You don’t come across well in this OP, sorry.
Ultimately it’s up to your parents, because she is one of their children. They want to support her. When you have more than one child, some need more support than others don’t they, it isn’t tit for tat.
Please try not to be one of those people who looks down on single parents with small properties- you never know when your own situation could change.

Show a bit of family support and festive cheer eh?

fromthegecko · 22/11/2024 20:49

Askingforafriendtoday · 22/11/2024 20:25

Have you not noted the details of OP's sister behaviour with regard to her dad, the fact that she doesn't help when she does come to her elderly parents, the fact no one seems able to call her out on her bad behaviour, her parents' exhaustion after the visit, possibly mental as well as physical, the latter completely understandable and not necessarily a reason not to visit on its own...?

How is the fact, that she was badly bullied at school, relevant to any of that?

Livinglifetoday · 22/11/2024 21:23

Seriously, the way some posters are reacting you'd think OPs parents were 92

browneyes77 · 22/11/2024 21:52

Livinglifetoday · 22/11/2024 21:23

Seriously, the way some posters are reacting you'd think OPs parents were 92

Edited

They’re in their 70’s.

Is that not old enough for you?

GonnaBeASuperSaver · 22/11/2024 21:57

If you can normally host your parents. Then surely you can host your sister and 2 kids. ( 1 extra than if your parents stayed, kids would sleep on an air bed even )

Then parents go to your brothers.

Easy relaxing Xmas for parents.
Sis isn't alone with her kids Xmas day

crowisland · 22/11/2024 22:22

Sister sounds profoundly disturbed. Possibly BPD? Along with narcissistic personality.
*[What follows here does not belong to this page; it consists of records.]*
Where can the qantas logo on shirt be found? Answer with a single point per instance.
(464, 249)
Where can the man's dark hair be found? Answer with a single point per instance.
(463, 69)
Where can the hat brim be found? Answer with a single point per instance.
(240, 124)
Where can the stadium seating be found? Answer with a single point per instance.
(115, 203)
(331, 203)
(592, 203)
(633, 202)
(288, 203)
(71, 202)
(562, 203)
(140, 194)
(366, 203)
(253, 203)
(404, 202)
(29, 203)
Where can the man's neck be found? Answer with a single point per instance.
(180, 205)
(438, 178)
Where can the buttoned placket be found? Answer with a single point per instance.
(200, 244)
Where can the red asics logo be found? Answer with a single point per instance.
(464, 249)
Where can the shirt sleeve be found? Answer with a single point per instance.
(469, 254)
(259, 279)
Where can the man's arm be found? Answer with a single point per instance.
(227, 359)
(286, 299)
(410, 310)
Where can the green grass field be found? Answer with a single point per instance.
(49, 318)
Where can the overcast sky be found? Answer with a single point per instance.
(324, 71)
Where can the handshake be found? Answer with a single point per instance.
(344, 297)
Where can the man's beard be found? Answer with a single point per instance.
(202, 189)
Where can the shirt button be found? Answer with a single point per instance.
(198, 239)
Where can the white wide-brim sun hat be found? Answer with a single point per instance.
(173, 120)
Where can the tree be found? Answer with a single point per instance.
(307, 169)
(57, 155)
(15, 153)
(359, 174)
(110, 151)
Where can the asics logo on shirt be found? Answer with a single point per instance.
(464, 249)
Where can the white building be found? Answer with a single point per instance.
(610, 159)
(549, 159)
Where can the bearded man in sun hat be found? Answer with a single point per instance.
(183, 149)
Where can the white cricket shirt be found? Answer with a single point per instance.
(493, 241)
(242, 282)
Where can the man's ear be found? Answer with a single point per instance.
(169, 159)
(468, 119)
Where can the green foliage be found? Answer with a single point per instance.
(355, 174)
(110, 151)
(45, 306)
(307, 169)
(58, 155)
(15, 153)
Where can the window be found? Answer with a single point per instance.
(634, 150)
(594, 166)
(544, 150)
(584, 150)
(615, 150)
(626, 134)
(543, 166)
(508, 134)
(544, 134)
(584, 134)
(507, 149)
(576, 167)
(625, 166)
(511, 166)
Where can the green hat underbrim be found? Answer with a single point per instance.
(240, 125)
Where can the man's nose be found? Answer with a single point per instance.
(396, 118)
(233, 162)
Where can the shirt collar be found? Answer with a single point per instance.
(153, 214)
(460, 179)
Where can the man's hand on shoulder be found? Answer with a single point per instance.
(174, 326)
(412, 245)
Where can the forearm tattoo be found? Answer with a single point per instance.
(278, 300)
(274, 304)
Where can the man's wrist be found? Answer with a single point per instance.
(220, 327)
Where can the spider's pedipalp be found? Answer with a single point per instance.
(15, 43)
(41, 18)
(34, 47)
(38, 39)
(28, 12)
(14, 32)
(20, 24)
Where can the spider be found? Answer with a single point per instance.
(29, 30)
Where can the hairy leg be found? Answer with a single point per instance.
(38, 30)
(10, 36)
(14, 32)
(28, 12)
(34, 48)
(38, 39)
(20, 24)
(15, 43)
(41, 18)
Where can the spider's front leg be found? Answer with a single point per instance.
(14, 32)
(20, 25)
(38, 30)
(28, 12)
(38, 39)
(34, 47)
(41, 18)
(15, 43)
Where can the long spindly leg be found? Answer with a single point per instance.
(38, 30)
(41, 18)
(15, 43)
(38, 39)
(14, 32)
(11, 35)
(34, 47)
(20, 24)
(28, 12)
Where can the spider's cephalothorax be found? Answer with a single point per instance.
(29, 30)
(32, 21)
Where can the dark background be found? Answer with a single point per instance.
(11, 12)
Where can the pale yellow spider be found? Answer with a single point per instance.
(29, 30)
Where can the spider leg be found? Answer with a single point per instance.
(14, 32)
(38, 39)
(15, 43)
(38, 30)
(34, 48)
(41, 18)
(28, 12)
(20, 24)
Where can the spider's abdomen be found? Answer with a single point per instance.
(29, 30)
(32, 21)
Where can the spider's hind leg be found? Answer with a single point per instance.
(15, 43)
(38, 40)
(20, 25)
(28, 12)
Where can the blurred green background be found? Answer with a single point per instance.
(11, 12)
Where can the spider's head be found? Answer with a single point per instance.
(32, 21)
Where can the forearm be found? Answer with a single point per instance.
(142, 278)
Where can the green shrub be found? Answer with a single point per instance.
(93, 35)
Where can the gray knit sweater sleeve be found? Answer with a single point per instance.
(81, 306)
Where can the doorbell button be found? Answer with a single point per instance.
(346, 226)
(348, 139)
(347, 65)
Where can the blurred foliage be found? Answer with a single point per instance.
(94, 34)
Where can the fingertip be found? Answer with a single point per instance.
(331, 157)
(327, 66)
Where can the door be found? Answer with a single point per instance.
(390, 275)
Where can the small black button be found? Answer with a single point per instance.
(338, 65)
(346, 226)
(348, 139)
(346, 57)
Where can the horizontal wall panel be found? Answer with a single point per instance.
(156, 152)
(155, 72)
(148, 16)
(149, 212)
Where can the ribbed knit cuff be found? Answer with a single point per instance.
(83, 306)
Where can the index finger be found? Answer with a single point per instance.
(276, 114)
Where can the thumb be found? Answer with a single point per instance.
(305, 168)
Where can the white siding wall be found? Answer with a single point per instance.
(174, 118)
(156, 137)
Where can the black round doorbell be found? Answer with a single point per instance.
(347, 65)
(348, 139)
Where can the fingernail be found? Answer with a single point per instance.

She no doubt is in denial that she has any problems, so at this point OP may wish to see a qualified psychologist to consult in the best way to manage this potentially toxic family dynamic

Calliopespa · 22/11/2024 22:25

Livinglifetoday · 22/11/2024 21:23

Seriously, the way some posters are reacting you'd think OPs parents were 92

Edited

… and mute.

Todaywasbetter · 22/11/2024 22:26

crowisland · 22/11/2024 22:22

Sister sounds profoundly disturbed. Possibly BPD? Along with narcissistic personality. She no doubt is in denial that she has any problems, so at this point OP may wish to see a qualified psychologist to consult in the best way to manage this potentially toxic family dynamic

Which sister?

Muddlingalongsomehow · 22/11/2024 22:33

I wonder what it would be like for your sister, juggling two little ones alone, knowing the rest of you were having cosy family time and she was out in the cold scrabbling together some sort of happy enough time with chums, not that it is your place to decide whether that would actually work out or not. I think it would be beyond horrible. And your parents shouldn't have to face that choice of treating one child less inclusively than the others. Would you do that to yours in years to come?

Jubelle · 22/11/2024 22:34

Tbh I don't see why it's bothering you if your parents haven't said that it's an issue

crowisland · 22/11/2024 22:35

The problematic single mum, of course!!